Almost a month into 2012 — a year both Defense Secretary Leon E. Panetta and Marine Corps Gen. John R. Allen, the top commander in Afghanistan, called pivotal to operations there — International Security Assistance Force officials said last year’s accomplishments have set the stage for continued success.
“This year offers an opportunity to turn a corner,” Brig. Gen. Carsten Jacobson of the German army, spokesman for the NATO-led ISAF coalition, told reporters during a Jan. 24 news conference in the Afghan capital of Kabul.
“I hope that when we will look back at 2012,” he said, “we will continue to see the incredible progress for the people of this nation on their path to a well-deserved peace.”
Panetta, during his pre-holiday visit to Afghanistan last month, told deployed troops he believes the effort has reached a turning point and emphasized the importance of what happens there this year.
“We’re moving in the right direction,” Panetta said during a visit to Forward Operating Base Sharana in remote but strategically important Paktika province. “And we’re winning this very tough conflict in Afghanistan.”
Navy Adm. James G. Stavridis, NATO’s supreme allied commander for Europe and commander of U.S. European Command, said in his blog earlier this month he believes that progress will continue by focusing on the “keys to security.”
One of these keys, he said, is a unity of effort, with a goal of achieving a sense of “in together, out together” among ISAF’s 50 troop-contributing nations.
“In the military sphere, that means we have to pull together smoothly on the oars as we all downsize the number of coalition troops over the coming year,” Stavridis said.
He said he was encouraged by the long-term commitment exhibited by 100 nations and international organizations represented at the Bonn Conference on Afghanistan in December.
Stavridis also noted continued progress during 2011 in two other key areas: the transition to an Afghan security lead, and continued pressure on the insurgents.
Jacobson reported during this week’s news conference that this trajectory is continuing.
Already, “2012 is off to a very rough start for the insurgency,” he said. He noted that it follows another “tough year” during 2011, with the insurgents losing key ground and resources and failing to accomplish their stated goals in Afghanistan.
Meanwhile, their leadership “continues to hide across the border in Pakistan,” losing much of their ability to command and control their troops, Jacobson said.
Insurgent forces in Afghanistan continue to use improvised explosive devices to launch indiscriminate attacks, he said, despite orders from Mohammed Omar, the Taliban’s spiritual leader, to quit harming civilians.
While acknowledging that they still have the ability to launch high-visibility attacks, Jacobson said “these acts of desperation should not fool anyone.”
“I believe the insurgency is starting to understand that they cannot continue their terrorist acts of the past against the Afghan people, and the only clear solution is reintegration into a peaceful Afghan society,” he said.
Jacobson lauded solid gains during 2011 that are laying the foundation for this momentum to continue.
He cited positive trends in terms of offensive operations against insurgents, as well as improvements in capacity development within the Afghan national security forces.
“Our goals were to increase Afghan lead of security responsibilities, target key insurgent leaders, retain and expand secure areas and help [Afghan forces] earn the support of the people through improved security capacity and capability,” he told reporters.
Jacobson cited areas of focus for the year ahead to build on and expand these gains.
In the east, for example, ISAF and Afghan national security forces “will continue to apply maximum pressure,” he said, to eliminate the Haqqani and other insurgent networks and disrupt their logistical capabilities through the winter and into spring.
This effort supports the vision Allen set for 2012.
During Panetta’s visit to Kabul in December, Allen told reporters he sees this year as a time to consolidate gains already made in Afghanistan’s north, south and west and to extend them eastward.
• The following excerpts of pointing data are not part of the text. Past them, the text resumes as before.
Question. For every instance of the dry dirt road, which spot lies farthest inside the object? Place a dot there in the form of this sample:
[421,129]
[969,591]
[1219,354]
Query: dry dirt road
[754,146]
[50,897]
This, he said, will include “significant counterinsurgency operations” to continue this year in the Regional Command East area, with the goal of pushing the security zone east of Kabul.
Jacobson said this week that progress also will continue in other areas ranging from education to infrastructure to counternarcotics.
Afghanistan had 175,000 teachers in 2011, up from 20,000 in 2012, he reported. Eight million Afghan children were enrolled in school, compared to fewer than 1 million in 2002. Afghanistan now has more than 6,200 miles of paved roads, with more than 80 percent of the population using them.
Local security development is progressing, too, Jacobson reported. The Afghan National Army now is almost 180,000 strong, and the Afghan National Police now has nearly 144,000 men and women in uniform, serving local communities.
As they grow in number, Afghan national security forces are assuming greater security responsibility. More than 50 percent of Afghanistan is slated to be under Afghan security control by this spring, Jacobson said, “and we have every expectation that this will increase to 66 percent in the very near future.”